Craig Tadlock

GoToTags founders Craig Tadlock and Keith Kegley saw an opportunity a few years ago when they realized that wireless sensor technology would become cheap enough for consumer use. Today, their startup is trying to fill in all of the key gaps around NFC, or near field communications, a technology that allows devices to communicate with one other over short distances.

The company started by selling NFC-related products online at BuyNFCTags.com, a way for the entrepreneurs to get a better handle on the market. Their software division, which operates under GoToTags, includes low-level encoding hardware and software, as well as mobile apps tied to NFC. It also has a cloud platform, which helps big and small companies manage NFC tag deployment, including analytics.

We caught up with Tadlock, a former developer at Microsoft, HomeGrocer.com and Corbis, for this installment of Startup Spotlight.

Explain what you do so our parents can understand it: “GoToTags provides end-end software and tag solutions for NFC deployments.”

Inspiration hit us when: “We realized the amount of money that the big companies — Apple, Microsoft, HTC, Samsung, Visa, Google, PayPal — we’re going to invest to put the NFC sensor in consumers’ hands for mobile payments. We saw it as an opportunity to build non-payment related products without the typical nightmare of new hardware tech deployment.”

VC, Angel or Bootstrap: “Invest in yourself, and then eat what you kill. If you wouldn’t invest in your own company, then why would anyone else? Build a business that makes money. It wont make a lot at first, but that doesn’t matter. Keep iterating and listening to the market to figure out what the market actually needs that will bring in more money. Once you have a proven model, do a VC round at a nice evaluation to increase revenues, not just build the product.”

Our ‘secret sauce’ is: “We separated our business into two parts; an online store (buynfctags.com) and a software division (gototags.com). Anyone and everyone comes to our online store and talks to us about their projects; and we listen… intently. It gives us visibility to the market and connections to the people and companies in this space that nobody else has. The ‘right’ people come to us.”

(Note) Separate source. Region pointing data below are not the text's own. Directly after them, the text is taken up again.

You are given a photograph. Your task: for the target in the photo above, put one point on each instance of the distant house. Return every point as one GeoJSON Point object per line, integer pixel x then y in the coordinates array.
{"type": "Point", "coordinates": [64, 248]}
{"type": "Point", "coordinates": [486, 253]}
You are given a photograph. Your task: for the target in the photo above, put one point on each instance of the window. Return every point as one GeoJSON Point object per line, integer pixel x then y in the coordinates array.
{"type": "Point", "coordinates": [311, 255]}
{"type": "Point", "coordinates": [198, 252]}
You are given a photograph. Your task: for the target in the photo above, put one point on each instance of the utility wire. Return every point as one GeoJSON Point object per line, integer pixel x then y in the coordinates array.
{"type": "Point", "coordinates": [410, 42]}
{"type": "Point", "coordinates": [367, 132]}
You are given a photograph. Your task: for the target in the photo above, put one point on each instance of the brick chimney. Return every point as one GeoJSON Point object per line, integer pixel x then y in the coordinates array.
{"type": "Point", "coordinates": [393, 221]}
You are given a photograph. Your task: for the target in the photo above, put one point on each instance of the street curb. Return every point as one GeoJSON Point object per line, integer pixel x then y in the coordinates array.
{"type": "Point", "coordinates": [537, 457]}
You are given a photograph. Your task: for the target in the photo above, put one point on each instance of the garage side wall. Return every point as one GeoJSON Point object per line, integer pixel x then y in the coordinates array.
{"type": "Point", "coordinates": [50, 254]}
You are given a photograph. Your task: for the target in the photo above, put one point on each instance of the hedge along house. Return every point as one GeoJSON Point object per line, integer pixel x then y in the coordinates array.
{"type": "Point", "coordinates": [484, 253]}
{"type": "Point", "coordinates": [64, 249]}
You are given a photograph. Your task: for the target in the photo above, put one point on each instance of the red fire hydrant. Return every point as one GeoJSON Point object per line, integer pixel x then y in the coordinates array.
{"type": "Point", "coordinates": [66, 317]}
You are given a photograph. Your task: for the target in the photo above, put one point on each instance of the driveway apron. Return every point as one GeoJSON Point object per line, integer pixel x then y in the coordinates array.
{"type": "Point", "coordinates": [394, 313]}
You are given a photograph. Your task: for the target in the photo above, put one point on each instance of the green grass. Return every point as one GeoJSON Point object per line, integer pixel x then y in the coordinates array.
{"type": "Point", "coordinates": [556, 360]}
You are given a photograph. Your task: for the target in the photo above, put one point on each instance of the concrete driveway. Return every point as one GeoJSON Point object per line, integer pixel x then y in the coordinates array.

The smartest move we’ve made so far: “We brought on board the best people any of us had worked with in our career. For startups, it’s the people that matter. We’ve also let go of several people — quickly.”

The biggest mistake we’ve made so far: “Like many startups, we wasted time/money building the wrong products first. This is a natural consequence of iterative development. We’ve also been guilty of being short term greedy, rather than long term greedy.”

Would you rather have Gates, Jobs, Zuckerberg or Bezos in your corner: “I dont know any of them personally; I’ve heard good and bad about each. Doesn’t matter how famous you are, what matters is if you are smart, committed and are the right fit.”

Our world domination strategy starts when: “Every consumer has an NFC sensor in their mobile device and we manage tens of millions of tags in the world. This started more than a year ago.”

Rivals should fear us because: “Ever try to take a bone from a hungry dog? Ya, it’s like that.”

We are truly unique because: “We can provide an end-to-end solution; from low-level SDKs, to mobile applications, to physical tag production, to encoding services, to cloud software to agency consulting. No other company in our space has this all under their single roof.”

The biggest hurdle we’ve overcome is: “Our growth and large orders. We dont have a huge operating capital base and our market is growing fast. We get huge order in and have trouble floating the terms. Its been a fun lesson in financial operations. We brought on an experienced CFO and now its much better. It really helps having someone just focused on the financials, even for a startup.”

What’s the one piece of advice you’d give to other entrepreneurs just starting out: “Find an outlet for your stress. Running, yoga, skiing — whatever. As the founder you will experience stresses you couldn’t ever had imagined. You can’t let this leak out to your team. Startups are already inherently unstable — don’t add to it.”